Though Gov. Patrick didn’t mention the idea in his prepared remarks at today’s press conference, Transportation Secretary Jim Aloisi told Blue Mass Group that the administration plans to try out a VMT (“vehicle miles traveled”) tax as an alternative to a gas tax. The rationale is that a tax on distances traveled is more stable, in the long run, than a tax tied to fuel consumption. That is, even if the gas tax automatically rises with inflation, as Patrick proposes, revenue would decline sharply as people switch to more fuel-efficient cars. (The gas tax is arguably another “sin tax” in the sense that more bad behavior — smoking, drinking, gambling, and driving Hummers to convenience stores — means more money for the government.)
Ezra Klein agrees, calling the VMT “less galling for taxpayers” than a gas levy (even if it’s more frightening to some civil libertarians).

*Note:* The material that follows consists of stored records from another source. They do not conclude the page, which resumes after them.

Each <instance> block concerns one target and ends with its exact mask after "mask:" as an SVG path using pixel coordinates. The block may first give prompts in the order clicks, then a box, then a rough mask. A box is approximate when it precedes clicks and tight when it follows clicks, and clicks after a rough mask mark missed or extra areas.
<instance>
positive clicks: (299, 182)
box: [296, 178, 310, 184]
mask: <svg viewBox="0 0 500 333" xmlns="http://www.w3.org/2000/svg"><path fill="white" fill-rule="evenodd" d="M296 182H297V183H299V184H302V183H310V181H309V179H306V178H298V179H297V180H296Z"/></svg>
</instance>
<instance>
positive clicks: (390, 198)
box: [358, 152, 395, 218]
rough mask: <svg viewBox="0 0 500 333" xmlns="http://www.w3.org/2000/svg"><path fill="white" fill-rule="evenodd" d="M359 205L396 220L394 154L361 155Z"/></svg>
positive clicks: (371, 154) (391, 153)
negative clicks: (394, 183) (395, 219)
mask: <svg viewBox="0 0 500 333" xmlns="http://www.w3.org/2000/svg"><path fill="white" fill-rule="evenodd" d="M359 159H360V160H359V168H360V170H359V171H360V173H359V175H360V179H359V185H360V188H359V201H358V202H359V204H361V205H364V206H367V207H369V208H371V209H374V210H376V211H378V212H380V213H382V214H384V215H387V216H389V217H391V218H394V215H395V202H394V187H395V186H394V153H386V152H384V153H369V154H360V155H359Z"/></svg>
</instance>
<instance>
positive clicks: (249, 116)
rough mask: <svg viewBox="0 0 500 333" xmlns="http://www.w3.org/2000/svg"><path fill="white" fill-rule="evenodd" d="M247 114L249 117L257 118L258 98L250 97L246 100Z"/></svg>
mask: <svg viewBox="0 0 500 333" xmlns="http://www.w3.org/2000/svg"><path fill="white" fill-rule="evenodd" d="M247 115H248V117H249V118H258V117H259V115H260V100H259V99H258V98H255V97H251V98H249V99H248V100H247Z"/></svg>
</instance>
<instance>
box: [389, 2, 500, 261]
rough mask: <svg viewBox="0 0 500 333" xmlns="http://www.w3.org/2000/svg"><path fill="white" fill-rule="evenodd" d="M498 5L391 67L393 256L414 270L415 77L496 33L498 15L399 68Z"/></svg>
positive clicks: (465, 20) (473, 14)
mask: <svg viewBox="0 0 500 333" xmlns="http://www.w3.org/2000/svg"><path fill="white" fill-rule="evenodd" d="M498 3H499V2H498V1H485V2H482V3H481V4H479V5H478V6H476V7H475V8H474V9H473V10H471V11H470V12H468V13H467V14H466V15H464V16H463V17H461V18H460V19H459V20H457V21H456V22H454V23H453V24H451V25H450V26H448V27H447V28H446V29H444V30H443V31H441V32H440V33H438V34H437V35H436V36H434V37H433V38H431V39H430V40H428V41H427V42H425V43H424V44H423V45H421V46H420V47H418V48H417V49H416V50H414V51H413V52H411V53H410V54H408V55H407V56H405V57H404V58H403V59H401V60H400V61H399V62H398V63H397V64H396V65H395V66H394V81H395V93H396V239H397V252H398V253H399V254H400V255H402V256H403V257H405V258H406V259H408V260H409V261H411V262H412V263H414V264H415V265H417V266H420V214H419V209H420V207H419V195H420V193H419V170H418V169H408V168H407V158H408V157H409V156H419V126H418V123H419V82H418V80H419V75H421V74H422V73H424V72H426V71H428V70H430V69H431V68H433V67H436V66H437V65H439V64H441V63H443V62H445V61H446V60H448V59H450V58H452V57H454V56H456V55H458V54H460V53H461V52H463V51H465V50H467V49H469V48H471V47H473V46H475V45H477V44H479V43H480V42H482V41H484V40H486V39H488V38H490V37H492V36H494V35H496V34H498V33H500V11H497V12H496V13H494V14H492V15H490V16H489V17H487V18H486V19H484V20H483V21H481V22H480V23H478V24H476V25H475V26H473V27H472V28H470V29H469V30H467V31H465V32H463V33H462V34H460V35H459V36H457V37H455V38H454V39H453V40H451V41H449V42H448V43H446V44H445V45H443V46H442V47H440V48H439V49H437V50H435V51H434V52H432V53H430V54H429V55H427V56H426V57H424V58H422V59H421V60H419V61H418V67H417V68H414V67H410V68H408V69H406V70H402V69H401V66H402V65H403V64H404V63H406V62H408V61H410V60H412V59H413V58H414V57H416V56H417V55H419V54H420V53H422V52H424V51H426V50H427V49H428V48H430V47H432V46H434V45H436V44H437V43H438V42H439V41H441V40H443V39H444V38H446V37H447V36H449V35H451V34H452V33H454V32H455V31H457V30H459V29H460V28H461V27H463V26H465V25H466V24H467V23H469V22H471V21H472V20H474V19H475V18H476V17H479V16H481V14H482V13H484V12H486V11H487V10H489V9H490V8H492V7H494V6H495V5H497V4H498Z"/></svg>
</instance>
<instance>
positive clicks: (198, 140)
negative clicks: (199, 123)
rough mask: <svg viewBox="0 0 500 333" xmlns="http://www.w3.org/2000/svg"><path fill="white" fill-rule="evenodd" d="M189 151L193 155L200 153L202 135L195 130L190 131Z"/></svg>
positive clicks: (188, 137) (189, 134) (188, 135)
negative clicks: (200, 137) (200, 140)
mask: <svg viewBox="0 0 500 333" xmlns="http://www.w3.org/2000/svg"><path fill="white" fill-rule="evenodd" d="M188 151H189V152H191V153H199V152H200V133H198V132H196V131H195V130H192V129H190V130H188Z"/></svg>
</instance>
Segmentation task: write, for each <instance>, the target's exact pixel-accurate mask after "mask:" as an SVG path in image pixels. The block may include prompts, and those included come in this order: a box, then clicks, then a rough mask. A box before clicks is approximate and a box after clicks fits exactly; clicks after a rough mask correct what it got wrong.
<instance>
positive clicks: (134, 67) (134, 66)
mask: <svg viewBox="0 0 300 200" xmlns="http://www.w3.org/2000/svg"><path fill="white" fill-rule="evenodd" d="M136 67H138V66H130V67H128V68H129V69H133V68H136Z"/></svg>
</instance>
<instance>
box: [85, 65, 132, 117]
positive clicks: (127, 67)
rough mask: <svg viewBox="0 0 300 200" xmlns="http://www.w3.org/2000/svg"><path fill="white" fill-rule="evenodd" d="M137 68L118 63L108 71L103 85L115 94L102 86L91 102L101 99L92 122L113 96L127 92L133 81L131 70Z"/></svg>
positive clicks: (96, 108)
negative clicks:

But Matt Ygelsias calls the idea “off-base,” and a poor substitute for a gas tax or a congestion tax (and everyone knows how popular congestion taxes are):
When it comes to pricing driving-related activities, it makes sense to charge people from things that actually impose costs on others—burning gasoline, and taking up space on crowded roads—not the mere act of driving.
A guy who drives an SUV along a 25-mile stretch of the Beltway at peak morning rush hour is imposing a lot more negative externalities on his fellow citizens than is a guy driving a Prius 50 miles in the middle of the night on the outskirts of Albuquerque.
Aliosi did tell Blue Mass Group that a VMT pilot program would include anti-congestion measures, such as “peak pricing,” which would indeed address those negative externalities. Of course, that would also make the VMT plan more complex and would require the government to collect more data on driving habits (noting odometer changes wouldn’t be sufficient), so it would probably attract more political opposition.